During his time with the Los Angeles Lakers, LeBron James has started at every position sans shooting guard at some point during the regular season or playoffs. Traditionally a small forward, James spent time as the de facto point guard the season the team won the title, started at power forward in the team’s decisive Game 6 win over the Miami Heat in the NBA Finals in 2020 (among other times) and, this season, has started at center.
That versatility not just during James’ time with the Lakers but across his whole career is part of what makes him arguably the greatest player of all-time. Specific to this season, though, James’ ability to play multiple positions has helped save the Lakers from an otherwise bad situation given their roster construction and how poorly many of the veteran minimum guys have played (looking at you, DeAndre Jordan and Kent Bazemore).
That importance is certainly not lost on head coach Frank Vogel, who spoke about James after Friday’s win over the Magic.
“He’s the most unique player in the history of the game,” Vogel said. “We won a championship with him playing point guard two years ago, he’s been a ball-handling wing throughout his career and he’s been playing center for us, you know what I mean? It’s just pretty remarkable. And for him to be doing it at this stage of his career is even more remarkable, he just continues to get the job done, and he’s had 25 or more in every single game since Anthony has been out, and it’s been a big part of every single win during that stretch.”
The 47% of minutes James has played at center this season is not only the largest percentage of minutes he’s played at the position in his career, it’s not even remotely close. Never in his career has James played more than 3% of his minutes at center.
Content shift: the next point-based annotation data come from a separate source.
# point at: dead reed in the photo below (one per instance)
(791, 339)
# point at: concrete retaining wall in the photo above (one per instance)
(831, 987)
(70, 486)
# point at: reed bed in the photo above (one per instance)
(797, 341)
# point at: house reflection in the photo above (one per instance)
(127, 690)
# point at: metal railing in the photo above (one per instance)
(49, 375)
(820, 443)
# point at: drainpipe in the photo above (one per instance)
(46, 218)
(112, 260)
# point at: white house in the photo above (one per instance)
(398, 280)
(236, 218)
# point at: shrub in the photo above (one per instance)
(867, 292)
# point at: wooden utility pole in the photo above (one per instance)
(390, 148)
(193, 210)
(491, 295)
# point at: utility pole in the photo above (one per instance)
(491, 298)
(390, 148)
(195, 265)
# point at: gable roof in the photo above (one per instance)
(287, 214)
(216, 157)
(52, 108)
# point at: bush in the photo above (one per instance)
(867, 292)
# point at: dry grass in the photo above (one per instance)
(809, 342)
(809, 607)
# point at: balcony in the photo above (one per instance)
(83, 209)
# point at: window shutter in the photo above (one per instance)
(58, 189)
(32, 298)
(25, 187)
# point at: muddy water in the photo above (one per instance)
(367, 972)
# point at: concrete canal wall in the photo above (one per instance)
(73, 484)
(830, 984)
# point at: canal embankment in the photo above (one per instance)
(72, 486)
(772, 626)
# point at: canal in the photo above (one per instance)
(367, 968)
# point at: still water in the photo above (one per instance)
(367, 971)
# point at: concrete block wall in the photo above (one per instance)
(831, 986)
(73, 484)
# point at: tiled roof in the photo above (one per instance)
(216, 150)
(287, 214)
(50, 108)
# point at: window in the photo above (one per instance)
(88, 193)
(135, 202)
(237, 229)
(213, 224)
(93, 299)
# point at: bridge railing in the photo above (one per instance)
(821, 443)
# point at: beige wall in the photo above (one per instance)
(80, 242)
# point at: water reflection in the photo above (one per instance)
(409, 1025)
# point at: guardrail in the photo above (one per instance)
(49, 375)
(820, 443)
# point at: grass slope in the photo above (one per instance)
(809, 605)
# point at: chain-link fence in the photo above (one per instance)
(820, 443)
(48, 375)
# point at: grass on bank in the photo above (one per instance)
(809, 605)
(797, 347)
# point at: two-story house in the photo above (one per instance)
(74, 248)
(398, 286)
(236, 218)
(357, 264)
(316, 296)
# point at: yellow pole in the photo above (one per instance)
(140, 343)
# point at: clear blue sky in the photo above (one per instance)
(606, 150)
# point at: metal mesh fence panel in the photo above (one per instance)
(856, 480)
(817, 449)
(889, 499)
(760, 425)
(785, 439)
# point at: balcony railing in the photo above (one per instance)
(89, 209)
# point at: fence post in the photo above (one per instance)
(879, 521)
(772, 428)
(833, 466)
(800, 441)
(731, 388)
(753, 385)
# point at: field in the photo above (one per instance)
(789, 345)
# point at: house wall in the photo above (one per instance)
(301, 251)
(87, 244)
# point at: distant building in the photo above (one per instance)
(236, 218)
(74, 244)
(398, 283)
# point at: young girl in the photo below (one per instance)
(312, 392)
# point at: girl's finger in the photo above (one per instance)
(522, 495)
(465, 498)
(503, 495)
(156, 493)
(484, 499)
James’ versatility also allows teams to be more flexible in who plays around him both on a night-to-night basis and when constructing a roster. On a micro level, riding hot hands in games is easier when James can conceivably play any position. On a macro level, signing or drafting the best players available is a lot easier when your star player can play anywhere on the court.
And it’s not just a matter of being able to play at any position, but rank among the best in the league in doing as well. This season, James is playing at an MVP level despite shifting to the center position and a more small ball style that he hasn’t traditionally run before.
It all adds up to a supremely talented and unique player playing in an era of basketball that both accentuates that flexibility and has been created likely because of his skill set. For the Lakers, it’s allowed them to (barely) tread water this season but has also produced a title during his time in purple and gold, both of which the franchise and fan base can be thankful for.